Silver bullion weighing 17,000 ounces, along with other artefacts removed from the sunken steamship Gairsoppa has been landed at the docks from the salvage vessel Seabed Worker.

Torpedoed in 1941, Gairsoppa lies three miles down on the seabed of the Atlantic some 300 miles south west of Ireland.

The artefacts will be handed over to the UK Receiver of Wrecks.

Odyssey Marine Exploration, the American company conducting the multi-million dollar recovery of the silver bullion, started work on the project in June this year. A spokesperson for Odyssey said: “During the 83 operational days (days not affected by weather delays, transit or time in port) of this period, the Odyssey team surgically opened and cleared approximately 70 per cent of the holds and compartments of the SS Gairsoppa which were suitable for transporting silver cargo.”

Using a high-tec, remotely operated vehicle (ROV), hydraulic shears and deck removal tools, areas of the Gairsoppa were opened up and inspected. During these operations, a total of 1,218 silver ingots, which are expected to yield approximately $44 million at current silver prices, as well as several hundred artefacts were recovered from the SS Gairsoppa .

The salvage operation has now been halted until next year due to weather conditions. Odyssey expect the remaining bullion to be recovered in 30 to 45 days.
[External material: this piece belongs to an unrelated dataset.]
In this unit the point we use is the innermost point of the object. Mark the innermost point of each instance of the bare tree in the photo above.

Odyssey president Mark Gordon said: “We recovered about $44 million in silver bullion in a record-breaking operation. Our team has proven their ability to efficiently execute complex operations at a depth of 4,700 meters (15,600 feet) to complete both the deepest cargo salvage and largest recovery of precious metals ever accomplished.

“We’ve proven that we can make precise cuts, gain access to interior areas of a steel shipwreck and recover cargo from a shipwreck deeper than the Titanic.”